Bonjour, J'habite depuis 4 mois avec mon compagnon, et nous avons une relation très fusionnelle. Je décrirais notre relation comme extrémiste : soit tout se passe très bien, soit l'entente devient impossible. Récemment, nous avons eu une violente dispute, et j'ai dormi une nuit chez mes parents. Mon compagnon ne m'a jamais frappé, mais il casse souvent des objets et donne des coups sur les portes ou les murs. J'aimerais que cela s'arrange, et je lui ai déja dit que malgré mon caractère parfois difficile (je ne me laisse pas faire, contrairement à ce qu'il voudrait), rien ne justifie une telle attitude. J'ai peur de lui lorsqu'il s'énerve, et j'ai souvent eu l'idée de le quitter. Mais les jours passent et finalement nous avons aussi des moments très complices, je l'aime et je ne veux pas que notre relation se termine à cause de sa nervosité excessive. Je pense qu'il ne se rend pas compte de sa violence, et me jette toujours la faute. Je me remets souvent en question car il a l'air tellement convaincu que je suis coupable, appuyé par sa famille. Je tiens à préciser que lorsqu'il était petit, il a été témoint à plusieurs reprises de violences conjugales entre ses parents. Il a du mal à accepter que si nos disputes vont aussi loin c'est à cause de ses réactions. De plus, il me dit sans cesse qu'il veut qu'on se sépare, qu'il ne veut plus de moi et qu'il n'est pas heureux avec moi, mais lorsque les choses se calment il me dit que ce n'est pas vrai. Comment faire pour que la nervosité ne prenne pas le dessus sur une si belle relation ? Comment lui faire prendre consience de ses actes ? Je pense que lui-même aimerait mettre un terme à ces violences, mais il est persuadé que c'est à moi de faire des efforts pour qu'il ne s'énerve pas.
Bonjour !
Plusieurs des choses que vous nous racontez nous inquiètent beaucoup: casser des objets est une manière d’intimider et de maintenir l’autre dans la peur, de lui montrer de quoi on est capable. Ensuite, en reporter la responsabilité sur vous lui permet de se décharger de son sentiment de culpabilité ET de vous en inspirer à vous, de la culpabilité. Enfin, votre phrase « j’ai un caractère difficile, je ne me laisse pas faire, contrairement à ce qu’il voudrait » montre qu’il cherche à vous dominer et que vous avez déjà «appris» ce qu’il cherche à vous faire croire : c’est vous qui avez un caractère difficile. Selon nous, résister à une volonté de domination ne signifie rien d’autre que chercher à rester soi-même malgré tout l’amour qu’on porte à l’autre, ce n’est pas avoir un caractère difficile.

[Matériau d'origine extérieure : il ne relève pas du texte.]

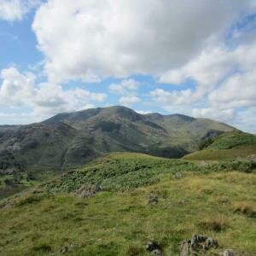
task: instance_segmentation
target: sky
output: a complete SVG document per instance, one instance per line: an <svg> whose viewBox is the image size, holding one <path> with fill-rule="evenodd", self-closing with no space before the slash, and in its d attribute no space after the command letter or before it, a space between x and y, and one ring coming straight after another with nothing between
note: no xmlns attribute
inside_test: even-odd
<svg viewBox="0 0 256 256"><path fill-rule="evenodd" d="M256 0L0 0L0 125L113 105L256 133Z"/></svg>

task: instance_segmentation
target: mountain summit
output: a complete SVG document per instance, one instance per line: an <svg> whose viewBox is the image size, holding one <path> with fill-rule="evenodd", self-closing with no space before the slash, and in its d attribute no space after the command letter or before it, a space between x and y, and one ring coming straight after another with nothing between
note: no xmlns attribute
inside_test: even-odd
<svg viewBox="0 0 256 256"><path fill-rule="evenodd" d="M0 126L0 169L63 169L109 152L178 158L202 140L235 131L182 114L140 114L125 107L59 113L41 123Z"/></svg>

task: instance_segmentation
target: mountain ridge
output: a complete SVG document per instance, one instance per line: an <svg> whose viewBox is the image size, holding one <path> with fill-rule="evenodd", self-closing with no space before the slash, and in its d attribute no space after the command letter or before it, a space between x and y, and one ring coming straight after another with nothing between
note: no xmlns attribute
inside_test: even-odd
<svg viewBox="0 0 256 256"><path fill-rule="evenodd" d="M140 114L126 107L96 108L56 114L43 122L0 126L0 169L81 166L111 152L179 158L202 139L236 128L183 114Z"/></svg>

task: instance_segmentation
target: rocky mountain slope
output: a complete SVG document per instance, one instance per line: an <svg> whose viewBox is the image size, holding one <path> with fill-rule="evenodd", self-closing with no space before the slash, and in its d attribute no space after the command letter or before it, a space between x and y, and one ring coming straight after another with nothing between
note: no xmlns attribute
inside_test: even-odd
<svg viewBox="0 0 256 256"><path fill-rule="evenodd" d="M255 167L110 154L0 201L0 254L255 255Z"/></svg>
<svg viewBox="0 0 256 256"><path fill-rule="evenodd" d="M0 126L0 170L83 165L109 152L178 158L235 128L181 114L139 114L125 107L57 114L42 123Z"/></svg>

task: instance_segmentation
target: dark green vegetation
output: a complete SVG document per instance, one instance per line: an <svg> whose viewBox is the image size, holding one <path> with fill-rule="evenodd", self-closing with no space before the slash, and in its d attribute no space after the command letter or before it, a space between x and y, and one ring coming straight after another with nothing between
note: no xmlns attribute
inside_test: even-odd
<svg viewBox="0 0 256 256"><path fill-rule="evenodd" d="M0 254L148 255L154 240L172 256L183 239L205 234L219 247L203 255L225 248L254 255L255 167L246 160L195 165L109 154L2 201ZM87 198L79 189L90 185L101 190Z"/></svg>
<svg viewBox="0 0 256 256"><path fill-rule="evenodd" d="M219 160L246 158L256 154L256 137L235 131L201 142L202 150L183 157L189 160Z"/></svg>
<svg viewBox="0 0 256 256"><path fill-rule="evenodd" d="M0 180L11 180L0 183L0 198L32 185L27 179L46 180L110 152L180 158L207 139L230 131L236 130L210 119L142 115L125 107L61 113L29 125L0 126ZM24 178L17 181L17 175Z"/></svg>
<svg viewBox="0 0 256 256"><path fill-rule="evenodd" d="M0 126L0 170L62 170L110 152L180 158L202 139L235 128L180 114L142 115L125 107L61 113L42 123Z"/></svg>

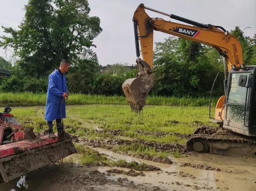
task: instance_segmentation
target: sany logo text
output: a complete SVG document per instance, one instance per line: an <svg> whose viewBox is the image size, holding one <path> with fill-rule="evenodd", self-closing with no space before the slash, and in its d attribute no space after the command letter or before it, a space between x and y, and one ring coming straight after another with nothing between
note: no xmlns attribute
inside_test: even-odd
<svg viewBox="0 0 256 191"><path fill-rule="evenodd" d="M182 33L185 33L185 34L191 34L191 35L193 35L194 33L195 33L194 32L193 32L191 31L190 31L188 30L186 30L186 29L184 29L181 28L179 29L179 32L182 32Z"/></svg>

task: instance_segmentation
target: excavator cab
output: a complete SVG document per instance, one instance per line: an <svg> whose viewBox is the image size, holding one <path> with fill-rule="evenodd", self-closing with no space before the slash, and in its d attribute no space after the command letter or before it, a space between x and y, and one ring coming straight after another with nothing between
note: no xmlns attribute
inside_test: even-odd
<svg viewBox="0 0 256 191"><path fill-rule="evenodd" d="M225 129L249 136L256 136L256 68L249 66L229 71L222 112Z"/></svg>
<svg viewBox="0 0 256 191"><path fill-rule="evenodd" d="M151 17L145 9L191 25ZM202 24L142 3L135 10L133 21L138 73L136 78L127 79L122 85L132 111L139 113L141 110L145 99L153 87L154 31L212 46L223 58L224 72L219 74L224 74L225 96L219 99L213 118L220 125L198 127L187 141L187 149L255 157L256 137L253 136L256 136L256 66L246 67L243 64L242 48L237 38L221 26ZM210 118L211 101L210 98Z"/></svg>

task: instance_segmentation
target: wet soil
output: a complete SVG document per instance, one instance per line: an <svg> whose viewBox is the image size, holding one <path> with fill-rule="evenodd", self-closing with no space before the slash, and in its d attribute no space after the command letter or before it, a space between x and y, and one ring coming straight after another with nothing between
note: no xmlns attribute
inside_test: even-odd
<svg viewBox="0 0 256 191"><path fill-rule="evenodd" d="M9 184L0 184L0 190L163 190L150 184L135 184L126 178L116 178L108 173L88 170L77 165L48 165L23 176Z"/></svg>
<svg viewBox="0 0 256 191"><path fill-rule="evenodd" d="M114 168L112 169L110 169L110 170L108 170L106 171L107 172L108 172L109 173L123 174L126 175L132 176L133 177L137 177L137 176L138 176L139 175L143 177L145 176L145 174L143 174L143 172L141 171L139 171L138 172L137 172L132 169L131 169L128 171L122 171Z"/></svg>
<svg viewBox="0 0 256 191"><path fill-rule="evenodd" d="M128 145L134 144L142 144L144 146L155 148L157 151L175 152L177 149L178 149L180 153L185 153L187 152L185 145L181 145L177 142L171 144L153 141L144 141L140 139L127 140L123 139L106 139L104 141L102 141L95 140L86 138L82 138L81 139L81 141L84 142L86 144L96 147L104 148L107 147L108 146L111 147L117 145Z"/></svg>
<svg viewBox="0 0 256 191"><path fill-rule="evenodd" d="M227 173L231 173L233 172L236 174L240 174L241 173L249 173L248 171L246 170L244 170L241 171L236 171L233 172L232 171L226 171L220 169L218 167L213 167L207 165L203 164L193 164L190 163L183 163L180 165L180 166L189 166L191 168L196 168L199 169L203 169L204 170L209 170L210 171L214 171L220 172L222 171Z"/></svg>
<svg viewBox="0 0 256 191"><path fill-rule="evenodd" d="M104 148L108 149L111 149L115 146L119 145L129 145L132 144L144 144L144 145L154 148L157 150L175 152L177 148L181 148L181 153L184 153L185 151L183 146L176 143L174 144L168 143L159 143L153 142L144 142L141 140L124 140L123 139L106 140L105 141L90 139L85 138L82 139L84 145L92 146L93 147ZM167 148L167 149L166 149ZM120 152L117 151L117 152ZM166 164L171 164L172 163L171 160L167 157L154 156L152 156L148 154L143 155L142 154L134 155L127 152L125 153L126 155L134 157L139 159L143 159L144 160L151 160L153 162L161 163Z"/></svg>

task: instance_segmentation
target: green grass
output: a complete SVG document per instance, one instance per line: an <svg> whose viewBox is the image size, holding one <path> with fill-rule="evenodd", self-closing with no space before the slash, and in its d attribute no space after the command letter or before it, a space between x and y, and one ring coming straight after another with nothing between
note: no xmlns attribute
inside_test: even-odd
<svg viewBox="0 0 256 191"><path fill-rule="evenodd" d="M106 96L71 94L66 101L67 105L91 104L127 104L124 96ZM45 105L46 94L30 92L0 93L0 106L31 106ZM215 105L218 98L214 98L212 105ZM209 98L206 97L192 98L149 96L146 99L147 104L154 105L198 106L209 105Z"/></svg>
<svg viewBox="0 0 256 191"><path fill-rule="evenodd" d="M134 131L191 133L199 125L196 121L214 125L209 122L208 113L208 108L205 107L149 106L146 106L143 113L139 115L131 112L128 106L101 105L72 107L69 110L68 115L78 115L80 120L88 124L97 124L99 127L107 129L120 129L124 132L124 136L149 141L158 138L153 136L138 135ZM178 123L172 123L173 120ZM177 139L175 136L168 135L161 139L170 142Z"/></svg>
<svg viewBox="0 0 256 191"><path fill-rule="evenodd" d="M167 152L157 151L155 148L137 144L132 144L129 145L118 145L112 149L114 151L121 151L123 152L130 152L132 154L149 154L150 156L158 156L162 157L167 157L169 155Z"/></svg>
<svg viewBox="0 0 256 191"><path fill-rule="evenodd" d="M75 143L75 146L78 153L82 155L79 161L79 163L81 164L87 165L97 162L109 162L107 158L91 148L77 143Z"/></svg>
<svg viewBox="0 0 256 191"><path fill-rule="evenodd" d="M0 108L1 109L3 110L3 108ZM20 124L27 121L33 121L34 131L39 132L47 128L44 119L45 110L44 107L42 106L13 107L11 113ZM160 143L173 143L177 142L184 144L186 139L175 135L156 137L154 135L139 134L137 131L191 134L200 124L216 125L209 122L208 112L208 107L204 106L146 106L140 115L132 113L128 105L68 105L67 118L64 119L64 122L66 131L94 140L132 138ZM174 120L178 123L174 123ZM32 126L30 124L26 125L27 127ZM55 126L53 129L56 132ZM121 130L122 136L114 136L108 132L97 132L94 129L97 127L107 130ZM136 144L116 146L113 150L134 155L149 154L152 157L166 157L170 154L176 158L181 156L178 150L172 153L159 152L154 148ZM83 150L81 151L80 152L83 153ZM82 164L88 164L100 160L99 156L93 153L90 154L86 152L84 153L81 159Z"/></svg>
<svg viewBox="0 0 256 191"><path fill-rule="evenodd" d="M216 125L209 122L208 109L205 107L148 106L145 107L140 115L132 113L129 107L126 105L67 106L67 118L64 122L65 130L68 132L88 138L117 138L107 132L99 133L93 130L94 126L97 126L106 129L120 129L123 130L122 135L128 137L159 142L183 143L185 140L175 135L156 137L153 135L138 134L136 131L141 130L192 133L199 125L196 121L205 125ZM47 128L44 119L45 112L44 107L13 107L11 113L21 124L33 121L34 131L39 132ZM173 123L173 120L178 123ZM32 125L29 124L27 125Z"/></svg>

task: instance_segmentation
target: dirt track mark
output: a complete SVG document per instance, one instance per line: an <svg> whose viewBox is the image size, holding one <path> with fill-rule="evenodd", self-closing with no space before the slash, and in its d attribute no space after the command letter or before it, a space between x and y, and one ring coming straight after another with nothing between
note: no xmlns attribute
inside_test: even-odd
<svg viewBox="0 0 256 191"><path fill-rule="evenodd" d="M183 163L182 164L180 165L180 166L189 166L193 168L196 168L199 169L202 169L204 170L209 170L210 171L214 171L218 172L223 172L227 173L234 173L235 174L240 174L242 173L249 173L249 172L246 170L244 170L242 171L239 171L237 172L234 172L232 171L227 171L221 169L219 168L214 167L207 165L196 165L190 163Z"/></svg>
<svg viewBox="0 0 256 191"><path fill-rule="evenodd" d="M128 171L125 171L117 169L113 169L110 170L108 170L106 171L108 173L116 173L117 174L123 174L125 175L128 175L133 177L137 177L138 176L145 176L145 174L141 171L139 171L138 172L135 172L132 169L131 169Z"/></svg>
<svg viewBox="0 0 256 191"><path fill-rule="evenodd" d="M106 139L104 141L96 141L86 138L82 138L81 140L90 146L96 147L105 147L106 144L110 146L121 145L130 145L133 144L141 144L152 148L155 148L157 151L175 152L178 149L180 153L187 153L185 145L181 145L178 143L173 144L167 143L160 143L153 141L144 141L140 139L126 140L124 139Z"/></svg>
<svg viewBox="0 0 256 191"><path fill-rule="evenodd" d="M124 140L123 139L106 140L104 141L95 141L92 139L83 138L82 140L84 144L94 147L104 148L108 149L111 149L115 146L119 145L129 145L132 144L142 144L156 148L157 151L164 151L167 152L175 152L177 148L179 149L180 152L184 153L186 151L184 148L185 146L180 145L176 143L174 144L168 143L160 143L154 142L143 142L142 140ZM144 160L151 160L153 162L161 163L166 164L172 164L172 162L168 158L162 158L160 157L155 156L152 157L149 155L143 155L142 154L133 155L130 153L122 153L127 155L133 156L139 159L143 159Z"/></svg>

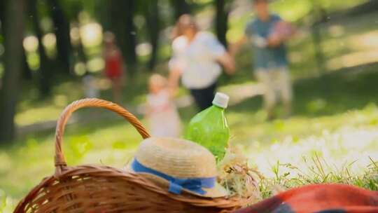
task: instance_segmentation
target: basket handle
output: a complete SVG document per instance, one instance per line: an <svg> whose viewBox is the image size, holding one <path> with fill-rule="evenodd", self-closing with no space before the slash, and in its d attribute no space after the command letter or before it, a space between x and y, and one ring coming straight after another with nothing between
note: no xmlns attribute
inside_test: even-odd
<svg viewBox="0 0 378 213"><path fill-rule="evenodd" d="M86 98L74 102L62 112L57 123L55 130L55 176L59 175L67 166L62 149L66 123L74 111L83 107L101 107L113 111L127 120L144 139L150 137L150 134L139 120L127 110L116 104L97 98Z"/></svg>

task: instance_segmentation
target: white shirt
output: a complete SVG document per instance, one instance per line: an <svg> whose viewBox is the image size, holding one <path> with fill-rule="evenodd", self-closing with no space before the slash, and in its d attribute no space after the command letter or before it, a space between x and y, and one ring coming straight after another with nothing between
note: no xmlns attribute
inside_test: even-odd
<svg viewBox="0 0 378 213"><path fill-rule="evenodd" d="M200 32L189 43L181 36L172 42L171 70L182 71L182 82L188 89L203 89L216 83L221 73L216 59L225 53L223 46L211 34Z"/></svg>

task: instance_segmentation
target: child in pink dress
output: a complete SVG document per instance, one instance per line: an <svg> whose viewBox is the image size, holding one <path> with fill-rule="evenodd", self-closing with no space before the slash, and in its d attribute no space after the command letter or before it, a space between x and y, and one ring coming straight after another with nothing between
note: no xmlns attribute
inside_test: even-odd
<svg viewBox="0 0 378 213"><path fill-rule="evenodd" d="M167 78L159 74L150 76L149 89L146 116L151 135L179 137L181 128L180 117L173 100L174 89L168 86Z"/></svg>

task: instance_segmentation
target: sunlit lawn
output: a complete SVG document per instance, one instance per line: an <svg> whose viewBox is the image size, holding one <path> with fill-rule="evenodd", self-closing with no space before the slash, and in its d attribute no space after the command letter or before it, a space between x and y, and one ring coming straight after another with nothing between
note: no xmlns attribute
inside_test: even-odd
<svg viewBox="0 0 378 213"><path fill-rule="evenodd" d="M367 16L366 20L369 22L370 18ZM350 32L356 26L349 24L342 27L343 35L335 38L326 36L324 48L327 57L335 59L349 50L374 48L365 46L364 49L358 50L361 46L351 43L358 41L358 35L376 34L371 26L359 26L357 32ZM292 53L303 53L292 67L296 79L293 116L287 120L267 122L261 110L260 97L243 99L230 106L227 111L232 131L231 145L240 146L251 165L257 166L268 178L270 184L262 186L262 190L269 191L270 184L293 187L329 181L376 189L378 170L372 170L374 166L372 160L378 160L378 107L375 105L378 102L378 65L341 70L334 67L339 71L320 78L310 77L315 76L316 67L311 58L313 50L309 39L305 37L290 47ZM342 42L349 43L348 51L340 50ZM332 45L336 46L335 49ZM248 54L241 54L241 71L232 79L223 79L223 85L253 83L250 65L246 62L248 60ZM139 76L134 81L139 83L127 86L124 97L127 104L135 105L143 102L146 85L141 82L144 78L146 76ZM51 99L44 101L36 101L29 96L28 101L21 103L18 124L57 119L64 106L82 97L79 85L79 81L62 84L55 88ZM78 89L70 90L72 88ZM221 90L227 92L230 89L222 86ZM24 95L33 92L31 90ZM109 92L104 91L102 95L108 97ZM195 111L192 106L181 109L184 124ZM105 114L106 118L67 127L64 151L69 165L123 166L141 141L136 132L122 119L112 119L117 116L104 110L85 110L79 114L88 117L92 114ZM280 114L279 109L277 114ZM0 188L18 200L44 177L52 174L54 142L54 132L50 130L24 135L11 146L1 147ZM368 170L370 173L364 173ZM1 202L4 202L1 195L0 191L0 209Z"/></svg>

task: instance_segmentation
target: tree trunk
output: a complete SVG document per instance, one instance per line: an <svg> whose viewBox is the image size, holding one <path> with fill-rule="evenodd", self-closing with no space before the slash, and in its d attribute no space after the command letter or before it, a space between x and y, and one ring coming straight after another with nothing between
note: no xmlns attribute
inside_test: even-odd
<svg viewBox="0 0 378 213"><path fill-rule="evenodd" d="M39 54L39 91L41 97L46 97L50 95L51 90L52 70L49 70L49 60L45 52L45 48L42 45L43 33L39 25L39 16L37 11L36 0L29 0L30 13L32 16L34 32L38 39L39 45L38 46L38 53Z"/></svg>
<svg viewBox="0 0 378 213"><path fill-rule="evenodd" d="M216 0L216 32L218 39L227 47L226 34L228 29L230 4L227 0Z"/></svg>
<svg viewBox="0 0 378 213"><path fill-rule="evenodd" d="M69 36L69 23L67 21L61 5L57 0L48 0L51 8L51 18L54 22L54 31L57 38L58 60L63 73L70 73L71 38Z"/></svg>
<svg viewBox="0 0 378 213"><path fill-rule="evenodd" d="M25 55L25 50L22 48L22 78L24 80L31 80L33 78L33 74L29 64L27 64L27 60Z"/></svg>
<svg viewBox="0 0 378 213"><path fill-rule="evenodd" d="M5 74L0 91L0 142L10 142L15 135L15 115L22 69L24 0L8 1L5 11Z"/></svg>
<svg viewBox="0 0 378 213"><path fill-rule="evenodd" d="M146 17L147 30L150 36L150 43L152 46L152 51L148 62L148 69L153 70L156 64L158 56L158 48L159 42L159 31L160 31L160 20L159 20L159 9L158 1L149 1Z"/></svg>
<svg viewBox="0 0 378 213"><path fill-rule="evenodd" d="M134 25L135 0L109 1L111 23L110 29L115 34L115 39L120 47L127 69L132 74L136 65L136 34Z"/></svg>
<svg viewBox="0 0 378 213"><path fill-rule="evenodd" d="M175 21L181 15L190 13L190 6L186 0L171 0L171 5L174 9Z"/></svg>

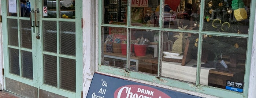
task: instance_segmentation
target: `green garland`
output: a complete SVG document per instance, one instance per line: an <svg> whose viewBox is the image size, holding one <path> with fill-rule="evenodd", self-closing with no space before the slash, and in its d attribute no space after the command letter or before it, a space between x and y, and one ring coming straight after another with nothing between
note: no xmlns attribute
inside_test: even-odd
<svg viewBox="0 0 256 98"><path fill-rule="evenodd" d="M232 9L234 10L238 9L239 8L244 8L244 3L242 0L233 0L232 1Z"/></svg>

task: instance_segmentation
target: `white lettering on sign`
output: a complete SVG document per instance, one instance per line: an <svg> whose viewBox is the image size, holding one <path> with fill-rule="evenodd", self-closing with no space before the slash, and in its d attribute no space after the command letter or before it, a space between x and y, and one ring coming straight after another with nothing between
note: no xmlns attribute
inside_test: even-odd
<svg viewBox="0 0 256 98"><path fill-rule="evenodd" d="M92 98L105 98L104 96L100 96L96 95L95 93L93 93L92 95Z"/></svg>
<svg viewBox="0 0 256 98"><path fill-rule="evenodd" d="M132 7L148 7L148 0L132 0Z"/></svg>
<svg viewBox="0 0 256 98"><path fill-rule="evenodd" d="M120 98L121 97L121 95L122 94L122 92L123 92L123 91L125 90L125 93L126 94L126 98L152 98L152 97L144 95L140 95L137 93L133 94L133 93L131 92L131 87L128 87L125 86L122 87L119 90L119 91L118 91L118 93L117 94L117 98ZM144 89L138 88L137 92L144 94L148 94L149 95L153 96L153 93L154 93L154 91L152 91ZM161 98L162 97L159 97L159 98Z"/></svg>
<svg viewBox="0 0 256 98"><path fill-rule="evenodd" d="M16 0L9 0L8 2L9 12L17 12L17 2Z"/></svg>
<svg viewBox="0 0 256 98"><path fill-rule="evenodd" d="M154 96L154 95L153 94L153 93L154 93L153 91L148 90L144 90L144 89L141 89L140 88L138 88L138 91L137 91L137 92L140 92L141 93L143 93L144 94L148 94L152 96Z"/></svg>
<svg viewBox="0 0 256 98"><path fill-rule="evenodd" d="M43 12L44 12L43 14L44 16L48 16L47 10L47 7L43 7Z"/></svg>

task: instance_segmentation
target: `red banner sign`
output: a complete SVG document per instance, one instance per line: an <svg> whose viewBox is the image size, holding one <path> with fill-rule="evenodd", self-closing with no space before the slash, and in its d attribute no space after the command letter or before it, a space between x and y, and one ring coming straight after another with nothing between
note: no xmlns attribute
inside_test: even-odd
<svg viewBox="0 0 256 98"><path fill-rule="evenodd" d="M148 7L148 0L132 0L132 7Z"/></svg>

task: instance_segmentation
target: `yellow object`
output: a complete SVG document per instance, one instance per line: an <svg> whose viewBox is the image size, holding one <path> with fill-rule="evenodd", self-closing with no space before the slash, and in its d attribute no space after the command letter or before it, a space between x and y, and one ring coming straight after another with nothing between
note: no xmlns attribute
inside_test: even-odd
<svg viewBox="0 0 256 98"><path fill-rule="evenodd" d="M240 8L234 11L235 18L237 21L240 21L247 18L247 13L244 8Z"/></svg>
<svg viewBox="0 0 256 98"><path fill-rule="evenodd" d="M66 18L66 14L63 14L63 15L62 15L62 18Z"/></svg>
<svg viewBox="0 0 256 98"><path fill-rule="evenodd" d="M167 4L164 4L164 6L165 6L165 5L167 5ZM163 9L164 9L164 7ZM156 12L159 12L159 10L160 10L160 5L158 5L158 6L157 6L157 7L156 7L156 10L155 11L156 11Z"/></svg>
<svg viewBox="0 0 256 98"><path fill-rule="evenodd" d="M217 20L218 20L219 21L219 23L221 23L221 20L219 18L216 18L213 21L212 21L212 26L214 28L217 28L217 27L216 26L214 26L214 22L216 21Z"/></svg>
<svg viewBox="0 0 256 98"><path fill-rule="evenodd" d="M239 47L239 45L238 45L238 44L237 43L235 44L234 46L236 48L238 48Z"/></svg>
<svg viewBox="0 0 256 98"><path fill-rule="evenodd" d="M229 26L228 26L228 28L229 28L230 27L230 24L229 23L228 23L228 22L224 22L224 23L223 23L223 24L222 24L222 25L221 25L221 30L222 30L222 31L224 31L224 29L223 29L223 26L224 26L224 24L227 24L229 25Z"/></svg>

Nous craignons donc que vous ne minimisiez sa responsabilité et sa violence, et que vous vous en chargiez, du moins en partie.
Mais vous l’aimez, et cela nous le voyons bien: vous aimeriez que les mauvais moments disparaissent et qu’il ne reste que les beaux ! C’est dans les périodes de calme et d’harmonie que vous pouvez tenter de discuter avec lui de son attitude; vous pensez qu’il aimerait mettre un terme à ses violences: demandez-lui comment il pense faire, qu’est-ce qu’il prévoit pour changer de comportement (nous vous rappelons qu’il existe des lieux où les auteurs de violences peuvent apprendre à choisir d’autres modes de fonctionnement). N’acceptez pas qu’il dise que c’est à vous de ne pas l’énerver : même si l’on est énervé, il n’est pas acceptable de faire peur à son partenaire ! Vous verrez ainsi s’il a vraiment la volonté d’arrêter ses violences.
Enfin, nous avons noté que vous précisez qu’il a assisté à de la violence conjugale entre ses parents dans son enfance ; nous ne savons pas ce que vous en pensez et/ou ce que vous aimeriez savoir à ce sujet. N’hésitez pas à nous préciser votre demande si vous le souhaitez.
Nous restons à votre disposition, et vous souhaitons le meilleur pour la suite. Bien à vous.